Do your sums before you move, warns financial expert Sinead Ryan


Sinead Ryan

Sinead Ryan

Sinead Ryan

Seventy new pensioners join the population every single day. If that sounds astonishing, then consider that average life expectancy in Ireland has risen from 76.6 to 82.4 in just two decades and in less than a century, doubled.

With the good news inevitably comes the realisation that there is a massive cost attached to both pensions and elder care, so it behoves individuals to make as much provision for their later years as they can.

One way they do this is to realise the one major asset they have acquired during their working life and downsize their home, or 'right size' as it is more properly termed.
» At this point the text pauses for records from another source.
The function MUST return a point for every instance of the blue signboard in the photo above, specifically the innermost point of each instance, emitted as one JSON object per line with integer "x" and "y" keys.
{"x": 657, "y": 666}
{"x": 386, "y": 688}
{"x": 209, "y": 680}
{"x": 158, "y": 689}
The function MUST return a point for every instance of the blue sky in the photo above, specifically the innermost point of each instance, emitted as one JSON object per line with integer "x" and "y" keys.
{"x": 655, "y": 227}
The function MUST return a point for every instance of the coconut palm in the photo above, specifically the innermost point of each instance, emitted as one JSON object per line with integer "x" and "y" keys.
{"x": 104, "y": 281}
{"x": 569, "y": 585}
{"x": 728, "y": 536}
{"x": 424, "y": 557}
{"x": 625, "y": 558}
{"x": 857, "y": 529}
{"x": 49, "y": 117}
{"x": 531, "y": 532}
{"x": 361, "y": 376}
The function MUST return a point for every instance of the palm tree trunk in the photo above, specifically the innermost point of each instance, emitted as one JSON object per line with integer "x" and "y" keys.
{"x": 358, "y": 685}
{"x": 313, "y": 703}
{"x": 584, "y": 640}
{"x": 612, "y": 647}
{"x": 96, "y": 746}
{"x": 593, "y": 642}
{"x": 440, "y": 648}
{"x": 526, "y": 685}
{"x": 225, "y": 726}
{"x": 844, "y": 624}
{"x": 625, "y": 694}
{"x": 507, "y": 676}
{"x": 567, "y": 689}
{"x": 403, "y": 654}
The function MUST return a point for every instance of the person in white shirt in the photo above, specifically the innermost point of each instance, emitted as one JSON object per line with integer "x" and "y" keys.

According to the ESRI, seven in 10 homes are under-occupied, rising to 95pc for the over 65s. We don't 'do' inter-generational living like the Italians, Greeks or Japanese. We have massively high levels of home ownership in the older generation but fixed incomes, putting a strain on finances.

Of course, finding the right size home in the right place is challenging (most older people want to stay in the same location and still favour houses over apartments), but their cash-buyer, mortgage-free status can give them a head start if they do find somewhere.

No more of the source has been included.